Dans les régions méditerranéennes (Occitanie et Sud-Ouest), les agences de l’eau (par la voix de leurs ingénieur.e.s, aux avant-postes de la raréfaction de l’eau) ont essayé de faire entendre une autre voie que celle du ministère de l’agriculture (lui-même toujours très aligné sur les positions du syndicat majoritaire), lors des concertations régionales sur le Plan Stratégique National français. Espoir vite douché : « C’est plié pour 6 ans », vous disent en OFF des agents de l’agence de l’Eau Adour Garonne.

Si politiques et techniciens s’accordent sur l’insatisfaisante ambition de la PAC sur l’eau, reste tout de même le petit monde de l’irrigation qui en vantait les mérites : « Au sein même de la PAC (Politique agricole commune), il y a toujours eu des mesures pour favoriser les investissements durables sur l’eau. C’est le cas par exemple de l’article 46 du R.1305/2013 qui sur la période 2014-2020, stipule que les aides à l’irrigation ne peuvent être attribuées que dans les situations générant des économies d’eau et n’affectant pas son bon état. Si l’on parle du lien entre l’irrigation et la future PAC 2020, une proposition de la Commission (plus restrictive en comparaison avec l’actuelle programmation en accord entre l’agriculture et l’environnement) a été faite et envoyée au Parlement européen et au Conseil pour discussion […] Le Conseil a cependant déjà fait une proposition d’amendements pour davantage conditionner les investissements aux résultats d’études environnementales ex-ante sur la pression des masses d’eau pour que la démonstration soit faite de l’absence d’effets négatifs. Ceci alimentera la nouvelle PAC qui aura des conditionnalités environnementales plus restrictives en faveur d’une agriculture plus durable ».
Le rapport de la Cour Régionale des Comptes sur la situation (palliative) dans le Lot-et-Garonne, détaillé ci-dessus, montre à quel point nous sommes très loin de ces intentions louables.

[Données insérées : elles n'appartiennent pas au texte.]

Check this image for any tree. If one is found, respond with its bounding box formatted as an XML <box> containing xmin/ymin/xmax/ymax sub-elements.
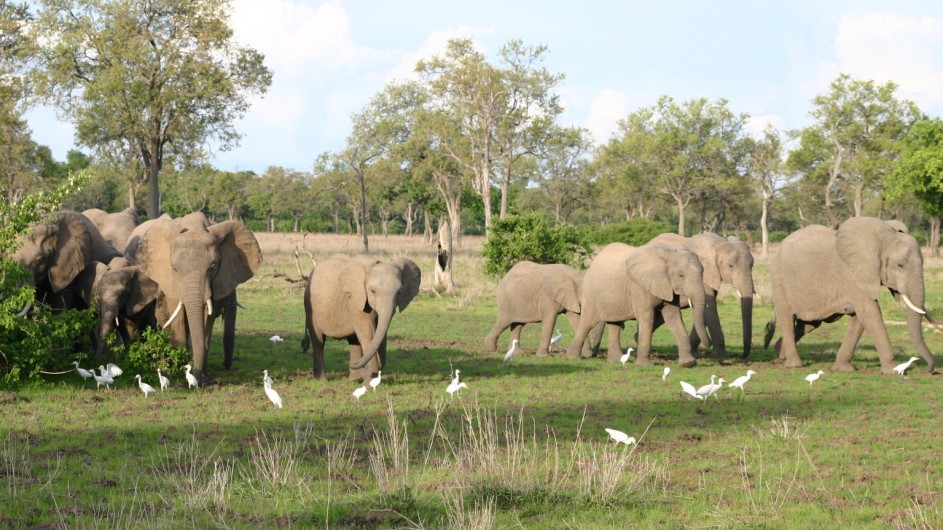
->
<box><xmin>885</xmin><ymin>118</ymin><xmax>943</xmax><ymax>256</ymax></box>
<box><xmin>35</xmin><ymin>0</ymin><xmax>272</xmax><ymax>218</ymax></box>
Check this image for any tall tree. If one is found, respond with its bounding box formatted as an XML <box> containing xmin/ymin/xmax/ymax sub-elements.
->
<box><xmin>35</xmin><ymin>0</ymin><xmax>272</xmax><ymax>218</ymax></box>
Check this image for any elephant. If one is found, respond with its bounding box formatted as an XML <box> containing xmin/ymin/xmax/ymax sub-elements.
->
<box><xmin>82</xmin><ymin>207</ymin><xmax>138</xmax><ymax>253</ymax></box>
<box><xmin>485</xmin><ymin>261</ymin><xmax>589</xmax><ymax>357</ymax></box>
<box><xmin>769</xmin><ymin>217</ymin><xmax>933</xmax><ymax>374</ymax></box>
<box><xmin>127</xmin><ymin>212</ymin><xmax>262</xmax><ymax>383</ymax></box>
<box><xmin>566</xmin><ymin>243</ymin><xmax>710</xmax><ymax>366</ymax></box>
<box><xmin>11</xmin><ymin>211</ymin><xmax>121</xmax><ymax>311</ymax></box>
<box><xmin>304</xmin><ymin>254</ymin><xmax>422</xmax><ymax>383</ymax></box>
<box><xmin>650</xmin><ymin>232</ymin><xmax>755</xmax><ymax>359</ymax></box>
<box><xmin>95</xmin><ymin>258</ymin><xmax>159</xmax><ymax>356</ymax></box>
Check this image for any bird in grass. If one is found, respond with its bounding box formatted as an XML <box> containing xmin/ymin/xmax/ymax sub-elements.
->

Conclusion : quid des mesures annoncées le 26 janvier 2024 pour faire face aux protestations des agriculteurs ?
Tous ceux qui sont déjà inquiets de la cécité de la PAC vis-à-vis du changement climatique en général, et de la ressource eau en particulier, n’ont pas manqué de sursauter quand le jeune premier ministre français a annoncé, parmi « les 10 mesures de simplification », une brochette d’entre elles se rapportant à de véritables renoncements sur la gestion de l’eau. « Lutter contre tout ce qui peut entraver vos projets : retenues collinaires, bassines et autres […] accélérer les procédures […] créer une présomption d’urgences […] faire du Préfet l’interlocuteur privilégié pour les [sujets] irritants [et pour les irrigants du même coup] » : même le positionnement des Agences de l’eau sur le temps long, qui tarde à produire une réelle bifurcation, a pris l’eau -pour faire un mauvais jeu de mots.

Sans être grand spécialiste de la PAC, on peut s’étonner d’un des nombreux contrastes entre le pilier 1 (pas de plafond dans le PSN de la France, l’UE ayant laissé chaque état membre souverain sur ce plan) ; en revanche des plafonds, plutôt très bas, sur les MAEC « EAU SOL CLIMAT » (figure 6 bis) : clairement, le pilier 2 est sous-dimensionné par rapport aux enjeux.
Si le pilier 2 ne peut servir à connecter politiques agricoles et politiques de l’eau : comment faire ? Tout se passe comme si une grande partie de la profession agricole, et des décideurs publics n’avait pas compris quels effets allait avoir l’emballement climatique. Demeure la croyance que quelques mesures symboliques comme les MAEC sous rémunérées allaient servir d’antidote à un phénomène naturel devenu incontrôlable (et bien sûr, la foi en le « progrès », un peu trop optimiste comme vu en partie 1). En phase de renationalisation de la PAC, les diverses alertes de la Cour de Comptes de chaque pays mebre (seul acteur écouté ?) apparaissent comme un moyen de mieux toucher le microcosme bruxellois.